Cap. V
Elementi di probabilità e statistica
Il concetto di probabilità sembra del tutto ignoto agli
antichi, malgrado si sia voluto trovare qualche cenno di
ragionamenti in cui esso è implicitamente presente. Anche nei
giochi d'azzardo, per esempio con dadi o astragali, sembra che i
punteggi fossero completamente slegati dalla probabilità dei
vari risultati.
I primi studi conosciuti di questioni di probabilità si
riferiscono al gioco dei dadi e compaiono nel libro De aleae
ludo (Il gioco dei dadi) di Girolamo Cardano. L'effettivo
inizio della moderna teoria delle probabilità, però, deve farsi
risalire ad una corrispondenza tra i matematici francesi Pascal e Fermat,
originata intorno al 1650 da problemi posti a Pascal da un
accanito giocatore d'azzardo, il cavaliere de Méré. Essi
disputavano su problemi del tipo:
Gettando un dado otto volte, un giocatore deve tentare di fare uno, ma dopo tre tentativi non riusciti il gioco viene interrotto. In che misura ha diritto alla posta?
Né Pascal né Fermat diedero una stesura sistematica ai loro risultati, ma nel 1657 Huygens pubblicò un trattato, De ratiociniis in ludo aleae (Sui ragionamenti nel gioco dei dadi), che era stato ispirato dalla corrispondenza dei due francesi.
Accanto all'applicazione del calcolo delle probabilità al
gioco dei dadi, al problema dei punti, all'estrazione di palle di
diverso colore da un sacchetto e ad altri giochi, compare,
intorno al XVII secolo, la matematica attuariale: l'applicazione
del calcolo delle probabilità alle attività assicurative,
specialmente per ciò che riguarda le assicurazioni sulla vita.
Basandosi su ipotesi (fissate alla luce di esperienze passate e
anticipando tendenze future) inerenti ai tassi di mortalità, ai
salari, ai tassi di interesse e ai dividendi, la matematica
attuariale si prefigge di "predire" risultati futuri.

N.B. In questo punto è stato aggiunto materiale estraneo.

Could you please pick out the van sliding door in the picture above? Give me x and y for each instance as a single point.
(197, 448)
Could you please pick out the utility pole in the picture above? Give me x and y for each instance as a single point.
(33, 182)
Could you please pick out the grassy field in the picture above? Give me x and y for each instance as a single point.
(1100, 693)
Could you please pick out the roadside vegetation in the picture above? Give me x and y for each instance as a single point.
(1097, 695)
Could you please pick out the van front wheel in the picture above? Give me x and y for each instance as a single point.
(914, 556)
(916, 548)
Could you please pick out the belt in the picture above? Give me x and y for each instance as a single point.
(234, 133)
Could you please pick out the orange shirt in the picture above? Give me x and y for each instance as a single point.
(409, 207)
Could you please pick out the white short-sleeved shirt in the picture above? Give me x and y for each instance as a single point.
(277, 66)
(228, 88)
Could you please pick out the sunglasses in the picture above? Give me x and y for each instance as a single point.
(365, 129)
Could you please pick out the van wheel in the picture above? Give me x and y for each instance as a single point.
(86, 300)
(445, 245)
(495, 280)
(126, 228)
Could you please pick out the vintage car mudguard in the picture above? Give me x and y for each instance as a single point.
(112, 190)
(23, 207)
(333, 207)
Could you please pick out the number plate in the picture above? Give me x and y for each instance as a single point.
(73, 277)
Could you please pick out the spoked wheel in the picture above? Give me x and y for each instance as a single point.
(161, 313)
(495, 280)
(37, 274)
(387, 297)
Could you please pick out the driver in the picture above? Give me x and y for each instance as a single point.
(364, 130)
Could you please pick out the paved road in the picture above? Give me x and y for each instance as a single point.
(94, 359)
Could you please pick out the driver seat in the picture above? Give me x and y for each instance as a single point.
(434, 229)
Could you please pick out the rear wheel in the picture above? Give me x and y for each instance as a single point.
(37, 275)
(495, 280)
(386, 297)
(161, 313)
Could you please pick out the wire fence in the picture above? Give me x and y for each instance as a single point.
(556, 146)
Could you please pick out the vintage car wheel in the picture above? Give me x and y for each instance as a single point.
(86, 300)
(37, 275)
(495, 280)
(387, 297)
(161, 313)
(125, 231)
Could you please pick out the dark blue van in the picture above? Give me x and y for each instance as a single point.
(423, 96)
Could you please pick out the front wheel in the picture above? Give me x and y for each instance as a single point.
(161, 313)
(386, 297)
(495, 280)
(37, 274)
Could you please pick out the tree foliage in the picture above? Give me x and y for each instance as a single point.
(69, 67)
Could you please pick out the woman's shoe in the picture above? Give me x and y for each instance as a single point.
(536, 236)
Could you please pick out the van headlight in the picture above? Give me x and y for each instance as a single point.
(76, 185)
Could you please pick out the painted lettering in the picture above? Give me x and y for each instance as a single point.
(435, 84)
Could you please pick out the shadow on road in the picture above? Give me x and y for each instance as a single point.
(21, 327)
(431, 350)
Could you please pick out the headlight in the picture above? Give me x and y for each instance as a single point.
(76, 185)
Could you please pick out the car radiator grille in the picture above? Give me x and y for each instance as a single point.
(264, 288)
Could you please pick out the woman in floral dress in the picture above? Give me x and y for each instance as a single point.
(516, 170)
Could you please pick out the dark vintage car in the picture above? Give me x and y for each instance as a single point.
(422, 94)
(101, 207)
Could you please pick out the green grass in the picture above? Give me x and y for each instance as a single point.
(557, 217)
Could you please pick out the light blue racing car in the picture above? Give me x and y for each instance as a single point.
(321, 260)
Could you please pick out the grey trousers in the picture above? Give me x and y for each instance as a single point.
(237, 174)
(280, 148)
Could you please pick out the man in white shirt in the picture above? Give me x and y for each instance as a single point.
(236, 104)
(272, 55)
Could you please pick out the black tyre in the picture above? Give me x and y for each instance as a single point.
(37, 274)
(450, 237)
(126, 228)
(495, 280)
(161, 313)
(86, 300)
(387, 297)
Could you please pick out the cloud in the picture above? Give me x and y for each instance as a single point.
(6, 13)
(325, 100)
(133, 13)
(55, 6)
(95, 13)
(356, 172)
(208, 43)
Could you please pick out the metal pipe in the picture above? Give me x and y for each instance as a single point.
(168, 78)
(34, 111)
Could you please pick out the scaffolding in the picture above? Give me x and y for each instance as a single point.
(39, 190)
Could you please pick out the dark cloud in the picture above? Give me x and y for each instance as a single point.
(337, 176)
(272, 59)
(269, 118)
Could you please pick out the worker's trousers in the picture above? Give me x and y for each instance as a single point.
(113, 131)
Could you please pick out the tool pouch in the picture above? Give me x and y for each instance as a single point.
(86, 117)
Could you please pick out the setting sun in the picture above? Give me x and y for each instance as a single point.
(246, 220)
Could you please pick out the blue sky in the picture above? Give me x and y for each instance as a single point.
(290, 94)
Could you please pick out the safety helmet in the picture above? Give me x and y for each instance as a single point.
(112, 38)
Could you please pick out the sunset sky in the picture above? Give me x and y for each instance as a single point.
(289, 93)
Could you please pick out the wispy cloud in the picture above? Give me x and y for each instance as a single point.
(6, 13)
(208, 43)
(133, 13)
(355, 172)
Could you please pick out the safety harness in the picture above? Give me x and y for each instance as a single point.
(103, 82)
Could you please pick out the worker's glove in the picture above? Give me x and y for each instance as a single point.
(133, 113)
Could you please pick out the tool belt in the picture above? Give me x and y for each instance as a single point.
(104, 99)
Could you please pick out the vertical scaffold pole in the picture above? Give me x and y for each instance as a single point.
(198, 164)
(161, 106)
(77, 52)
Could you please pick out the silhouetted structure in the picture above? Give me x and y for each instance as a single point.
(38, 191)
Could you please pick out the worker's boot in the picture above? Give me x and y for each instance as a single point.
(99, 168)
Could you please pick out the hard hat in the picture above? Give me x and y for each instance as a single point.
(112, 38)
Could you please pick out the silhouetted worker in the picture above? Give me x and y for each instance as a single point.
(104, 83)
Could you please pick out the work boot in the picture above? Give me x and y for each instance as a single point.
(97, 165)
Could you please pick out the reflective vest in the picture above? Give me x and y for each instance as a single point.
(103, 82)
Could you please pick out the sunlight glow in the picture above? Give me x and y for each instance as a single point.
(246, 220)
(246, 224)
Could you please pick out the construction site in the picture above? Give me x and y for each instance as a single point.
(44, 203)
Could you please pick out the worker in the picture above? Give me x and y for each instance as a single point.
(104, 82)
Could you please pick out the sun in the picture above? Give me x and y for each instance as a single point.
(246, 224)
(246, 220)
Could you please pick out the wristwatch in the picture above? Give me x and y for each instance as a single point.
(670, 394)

Alla base di questa disciplina vi è il concetto di "tavole
di vita", il primo esempio delle quali fu pubblicato da John
Graunt nel suo Natural and Political Observations
(1662), che era basato su una analisi statistica delle Tabelle di
Mortalità Londinesi. Il principale scopo di queste tavole era
quello di avvertire la gente quando stava per cominciare
un'epidemia, così da dare il tempo alla popolazione di
abbandonare il paese. James Howell aveva già usato le Tabelle di
Mortalità di Londra e di Amsterdam per dedurre che la seconda
città era meno popolata della prima; ma Graunt fu il primo a
dimostrare come la statistica avrebbe potuto portare ad una serie
di interessanti conclusioni. Per esempio, valutò che la
popolazione di Londra era costituita da circa 384000 unità,
contro il milione comunemente assunto. Soprattutto, egli produsse
la prima vera tavola di vita, che mostrava, per ogni 100 bambini
concepiti, quanti raggiungevano le età successive. Quindi
applicò questa tavola, anticipando il metodo delle popolazioni
stazionarie, per stimare il numero degli uomini che
sopravvivevano alle diverse età.
Anche il matematico Jan
De Witt si interessò a queste questioni, riunendo i suoi
interessi di statista nel Trattato sulle rendite vitalizie
(1671), che prese spunto, forse, dal breve saggio di Huygens
sulle probabilità. Nel suo Trattato, De Witt introdusse quella
nozione che oggi viene descritta come speranza matematica e prese
in considerazione il problema della rendita annuale dell'ultimo
sopravvissuto tra due o più persone.
Il primo volume veramente importante sulla
teoria della probabilità è comunque Ars conjectandi [65]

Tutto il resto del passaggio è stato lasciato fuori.